According to our results, the TEA group had significantly increased intraoperative anaesthetic procedure costs because of epidural block. The use of epidural anaesthesia reduced the drug doses and thus decreased the drug costs. Earlier extubation in the TEA group caused lower monitoring costs. Patients in the control group had higher VAS than those in the TEA group until day 3 after surgery. These patients had to pay more for analgesia pumps, antiemetics and additional analgesic drugs, such that their postoperative expenses were significantly higher than those of patients in the TEA group. Bed costs were closely related to the length of hospital stay. Mean hospital stay can determine the medical costs and is also a direct indicator of the efficient use of medical resources . The efficient use of medical resources is an important aspect of any treatment regimen . Shorter hospital stays can improve the bed utilisation and turnover rates, is effectively minimising the costs of hospital resources. In agreement with our findings, previous work has demonstrated that TEA and postoperative epidural analgesia can significantly decrease the frequency of perioperative adverse cardiac events and lung infections, leading to shorter hospital stays and better prognoses . Our study consistently found that the TEA group had two days less hospital stay compared with the control group, which significantly lowered the medical costs.
Our study has a number of limitations. First, we did not calculate the indirect medical expenses such as the operation room routine costs and medical staff salaries. Second, the observation time was relatively short, and we did not perform a post-discharge follow-up. In the future, we may conduct further research with a larger sample size and a longer follow-up time.

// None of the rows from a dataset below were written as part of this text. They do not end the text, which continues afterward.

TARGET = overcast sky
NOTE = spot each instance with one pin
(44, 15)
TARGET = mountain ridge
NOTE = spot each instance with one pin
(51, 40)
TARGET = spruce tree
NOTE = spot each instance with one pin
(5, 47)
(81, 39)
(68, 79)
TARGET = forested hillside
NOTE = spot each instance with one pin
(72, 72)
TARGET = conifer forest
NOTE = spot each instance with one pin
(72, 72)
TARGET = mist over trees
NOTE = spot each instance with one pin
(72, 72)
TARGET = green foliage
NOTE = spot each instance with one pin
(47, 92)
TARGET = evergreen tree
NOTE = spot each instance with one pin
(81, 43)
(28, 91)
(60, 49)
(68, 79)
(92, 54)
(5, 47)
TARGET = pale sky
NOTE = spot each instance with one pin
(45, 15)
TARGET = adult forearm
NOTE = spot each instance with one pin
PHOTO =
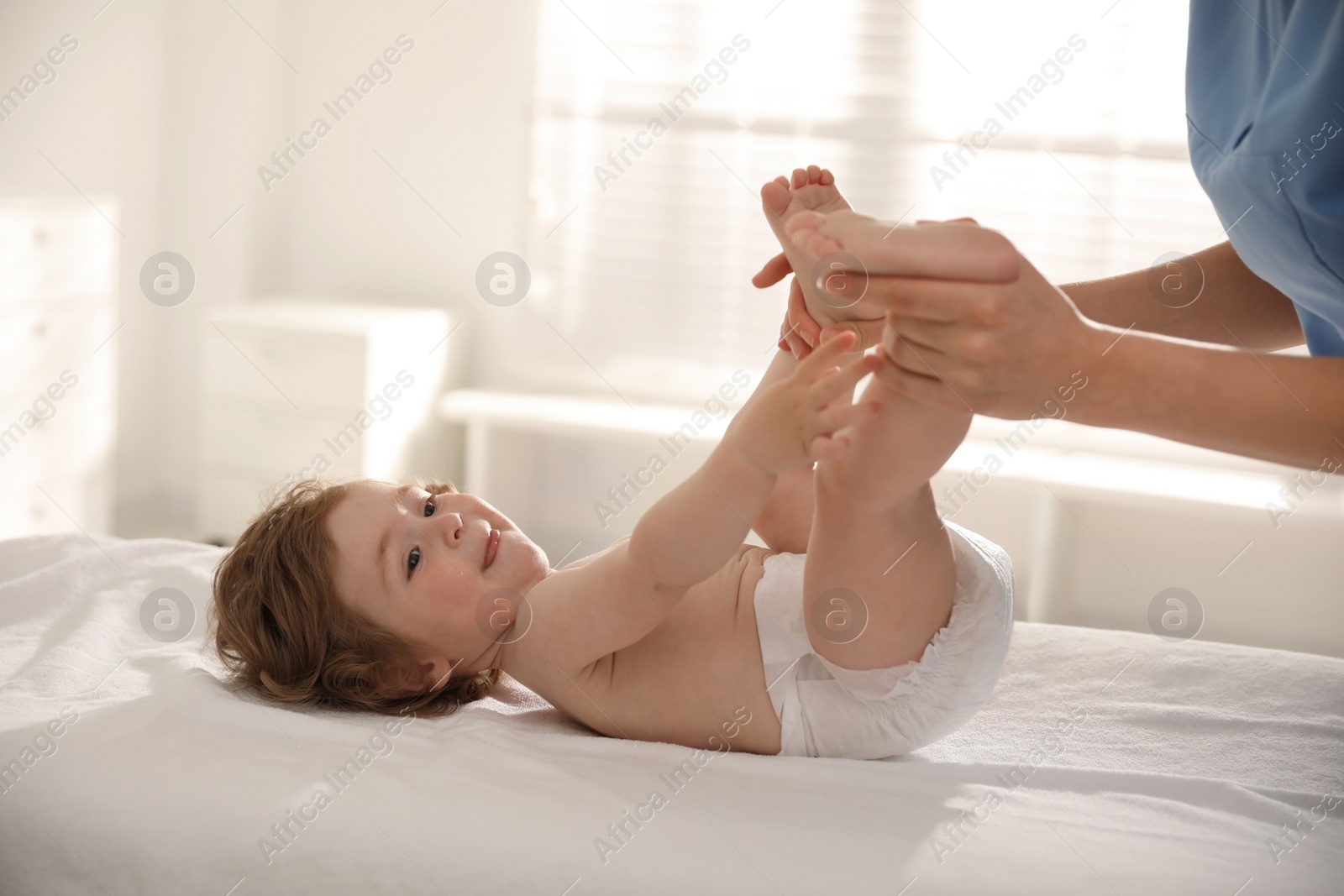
(1226, 302)
(1281, 409)
(694, 530)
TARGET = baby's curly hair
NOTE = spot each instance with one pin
(281, 629)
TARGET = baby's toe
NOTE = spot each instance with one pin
(774, 196)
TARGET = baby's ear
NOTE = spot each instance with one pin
(407, 681)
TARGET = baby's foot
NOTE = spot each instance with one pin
(942, 250)
(811, 191)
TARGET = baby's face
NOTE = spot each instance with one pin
(420, 566)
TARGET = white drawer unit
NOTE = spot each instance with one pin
(299, 387)
(58, 391)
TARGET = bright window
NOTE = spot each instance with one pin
(642, 273)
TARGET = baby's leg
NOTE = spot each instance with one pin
(878, 548)
(811, 190)
(938, 250)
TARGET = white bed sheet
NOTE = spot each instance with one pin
(1180, 768)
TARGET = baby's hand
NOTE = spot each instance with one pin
(795, 421)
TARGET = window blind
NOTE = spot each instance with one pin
(642, 262)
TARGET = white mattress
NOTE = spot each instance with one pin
(1183, 766)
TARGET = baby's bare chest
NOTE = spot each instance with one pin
(696, 679)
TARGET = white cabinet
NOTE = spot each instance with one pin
(293, 389)
(58, 391)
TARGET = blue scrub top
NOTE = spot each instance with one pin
(1265, 112)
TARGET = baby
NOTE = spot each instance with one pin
(866, 631)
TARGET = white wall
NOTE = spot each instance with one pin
(172, 107)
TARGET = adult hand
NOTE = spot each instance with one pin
(1001, 349)
(996, 348)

The anaesthetic regimen serves an important function in the recovery and prognosis after esophagectomy. The choice of anaesthesia must not only meet the requirements of the surgery, but also promote postoperative recovery. TEA has higher intraoperative anaesthetic expenses and possible complications owing to the epidural block. However, our results show that TEA does not increase the total medical expenses and results in shorter hospital stay, better postoperative analgesia, less anaesthesia-related complications and improved patient satisfaction compared with GA alone. No severe intraspinal anaesthesia-related complications occurred in this study as well. Hence, TEA combined with GA is a cost-effective anaesthesia regimen for thoracic esophagectomy.